Ege Erdil comments on My impression of singular learning theory

Ege Erdil 18 Jun 2023 17:46 UTC
4 points
0
Say that you have a loss function $L : R^{n} \to R$ . The minimum loss set is probably not exactly $\nabla L = 0$ , but it has something to do with that, so let’s pretend that it’s exactly that for now.

This is a collection of $n$ equations that are generically independent and so should define a subset of dimension zero, i.e. a collection of points in $R^{n}$ . However, there might be points at which the partial derivatives vanishing don’t define independent equations, so we get something of positive codimension.

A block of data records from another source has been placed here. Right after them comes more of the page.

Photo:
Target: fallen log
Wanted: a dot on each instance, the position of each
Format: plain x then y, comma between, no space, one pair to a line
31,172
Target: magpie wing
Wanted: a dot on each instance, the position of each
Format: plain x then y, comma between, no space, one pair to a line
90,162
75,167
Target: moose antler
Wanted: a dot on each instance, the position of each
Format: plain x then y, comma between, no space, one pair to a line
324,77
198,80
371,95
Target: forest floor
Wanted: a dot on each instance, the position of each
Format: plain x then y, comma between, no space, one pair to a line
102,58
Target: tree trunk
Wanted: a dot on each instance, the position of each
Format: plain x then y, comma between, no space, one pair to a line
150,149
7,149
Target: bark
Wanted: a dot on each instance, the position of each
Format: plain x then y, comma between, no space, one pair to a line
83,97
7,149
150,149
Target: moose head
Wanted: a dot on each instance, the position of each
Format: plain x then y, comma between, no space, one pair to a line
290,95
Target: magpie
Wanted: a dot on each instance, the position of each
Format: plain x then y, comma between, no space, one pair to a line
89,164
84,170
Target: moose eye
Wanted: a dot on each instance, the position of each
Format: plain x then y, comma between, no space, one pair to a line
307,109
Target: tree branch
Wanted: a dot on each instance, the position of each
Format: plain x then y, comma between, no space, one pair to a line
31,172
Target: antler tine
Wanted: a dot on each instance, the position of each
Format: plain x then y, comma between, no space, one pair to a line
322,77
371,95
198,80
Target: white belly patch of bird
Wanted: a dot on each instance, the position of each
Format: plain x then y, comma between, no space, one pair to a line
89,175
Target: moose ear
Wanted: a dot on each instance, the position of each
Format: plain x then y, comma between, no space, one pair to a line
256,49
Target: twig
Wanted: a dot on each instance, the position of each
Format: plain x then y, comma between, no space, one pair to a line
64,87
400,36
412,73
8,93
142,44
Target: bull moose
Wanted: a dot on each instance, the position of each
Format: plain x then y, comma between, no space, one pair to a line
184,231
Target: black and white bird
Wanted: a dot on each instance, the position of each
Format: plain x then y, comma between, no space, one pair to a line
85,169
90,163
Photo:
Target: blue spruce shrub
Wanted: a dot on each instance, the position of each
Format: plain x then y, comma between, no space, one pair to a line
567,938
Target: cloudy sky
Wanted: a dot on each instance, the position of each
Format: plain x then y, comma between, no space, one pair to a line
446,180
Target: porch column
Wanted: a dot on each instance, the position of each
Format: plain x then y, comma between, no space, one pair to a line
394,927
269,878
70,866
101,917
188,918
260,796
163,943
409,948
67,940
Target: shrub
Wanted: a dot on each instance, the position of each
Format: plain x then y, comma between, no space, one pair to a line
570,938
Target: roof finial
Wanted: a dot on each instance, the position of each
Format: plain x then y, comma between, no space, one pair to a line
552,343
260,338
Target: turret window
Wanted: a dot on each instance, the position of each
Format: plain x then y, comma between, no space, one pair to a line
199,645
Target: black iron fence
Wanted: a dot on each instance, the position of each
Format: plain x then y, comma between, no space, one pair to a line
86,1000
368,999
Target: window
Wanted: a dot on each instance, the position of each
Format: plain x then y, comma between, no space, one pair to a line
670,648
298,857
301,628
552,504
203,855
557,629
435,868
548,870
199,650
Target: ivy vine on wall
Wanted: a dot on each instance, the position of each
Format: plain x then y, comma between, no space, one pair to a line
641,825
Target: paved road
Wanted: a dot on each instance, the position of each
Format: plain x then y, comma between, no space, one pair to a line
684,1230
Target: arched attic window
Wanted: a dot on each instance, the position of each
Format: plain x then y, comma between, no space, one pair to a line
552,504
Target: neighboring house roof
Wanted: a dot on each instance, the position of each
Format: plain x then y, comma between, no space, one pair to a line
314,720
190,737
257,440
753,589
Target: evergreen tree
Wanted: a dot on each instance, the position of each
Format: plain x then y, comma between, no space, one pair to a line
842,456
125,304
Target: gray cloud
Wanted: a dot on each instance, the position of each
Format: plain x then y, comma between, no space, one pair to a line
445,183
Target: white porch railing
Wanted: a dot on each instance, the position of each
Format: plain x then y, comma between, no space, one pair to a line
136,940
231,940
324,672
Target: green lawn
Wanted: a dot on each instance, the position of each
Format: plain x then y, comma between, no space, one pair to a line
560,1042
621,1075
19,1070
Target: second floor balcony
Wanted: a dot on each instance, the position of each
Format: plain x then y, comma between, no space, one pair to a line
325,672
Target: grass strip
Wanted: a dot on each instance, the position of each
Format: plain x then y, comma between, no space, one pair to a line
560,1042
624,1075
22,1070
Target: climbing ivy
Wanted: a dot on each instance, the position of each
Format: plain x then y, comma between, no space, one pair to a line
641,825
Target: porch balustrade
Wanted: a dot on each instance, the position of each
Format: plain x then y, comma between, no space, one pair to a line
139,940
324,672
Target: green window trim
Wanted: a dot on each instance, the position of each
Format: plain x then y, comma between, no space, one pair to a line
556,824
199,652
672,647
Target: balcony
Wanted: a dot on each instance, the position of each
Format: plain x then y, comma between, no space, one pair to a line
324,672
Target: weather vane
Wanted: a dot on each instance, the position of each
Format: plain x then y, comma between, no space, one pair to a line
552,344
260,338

In these cases, what happens is that the gradient $\nabla L$ itself has vanishing derivatives in some directions. In other words, the Hessian matrix $\nabla^{2} L$ fails to be of full rank. Say that this matrix has rank $r$ at a specific singular point $p \in R^{n}$ and consider the set $L < L_{min} + ε$ . Diagonalizing $\nabla^{2} L$ will generically bring $L$ into a form where it’s the linear combination of $r$ quadratic terms and higher-order cubic terms, and locally the volume contribution to this set around $p$ will be something of order $ε^{r / 2} ε^{(n - r) / 3} = ε^{r / 6 + n / 3}$ . The worse the singularity, the smaller the rank $r$ and the greater the volume contribution of the singularity to the set $L < L_{min} + ε$ .

The worst singularities dominate the behavior at small $ε$ because you can move “much further” along vectors where $L$ scales in a cubic fashion than directions where it scales in a quadratic fashion, so those dimensions are the only ones that “count” in some calculation when you compare singularities. The tangent space intuition doesn’t apply directly here but something like that still applies, in the sense that the worse a singularity, the more directions you have to move away from it without changing the value of the loss very much.

Is this intuitive now? I’m not sure what more to do to make the result intuitive.
- interstice 18 Jun 2023 18:05 UTC
  2 points
  0
  Parent
  Hmm, what you’re describing is still in what I was referring to as “the broad basin regime”. Sorry if I was unclear—I was thinking of any case where there is no self-intersection of the minimum loss manifold as being a “broad basin”. I think the main innovation of SLT occurs elsewhere.
  
  Look at the image in the tweet I linked. At the point where the curves intersect, it’s not just that the Hessian fails to be of full-rank, it’s not even well-defined. The image illustrates how volume clusters around a single point where the singularity is, not merely around the minimal-loss manifold with the greatest dimensionality. That is what is novel about singular learning theory.
  - Ege Erdil 19 Jun 2023 10:21 UTC
    2 points
    0
    Parent
    Can you give an example of $L$ which has the mode of singularity you’re talking about? I don’t think I’m quite following what you’re talking about here.
    
    In SLT $L$ is assumed analytic, so I don’t understand how the Hessian can fail to be well-defined anywhere. It’s possible that the Hessian vanishes at some point, suggesting that the singularity there is even worse than quadratic, e.g. $L (x, y) = x^{2} y^{2}$ at the origin or something like that. But even in this regime essentially the same logic is going to apply—the worse the singularity, the further away you can move from it without changing the value of $L$ very much, and accordingly the singularity contributes more to the volume of the set $L (x) < L_{min} + ε$ as $ε \to 0$ .
    - interstice 19 Jun 2023 21:15 UTC
      4 points
      2
      Parent
      
      In SLT L is assumed analytic, so I don’t understand how the Hessian can fail to be well-defined
      
      Yeah sorry that was probably needlessly confusing, I was just referencing the image in Jesse’s tweet for ease of illustration(you’re right that it’s not analytic, I’m not sure what’s going on there) The Hessian could also just be 0 at a self-intersection point like in the example you gave. That’s the sort of case I had in mind. I was confused by your earlier comment because it sounded like you were just describing a valley of dimension $r$ , but as you say there could be isolated points like that also.
      
      I still maintain that this behavior—of volume clustering near singularities when considering a narrow band about the loss minimum—is the main distinguishing feature of SLT and so could use a mention in the OP.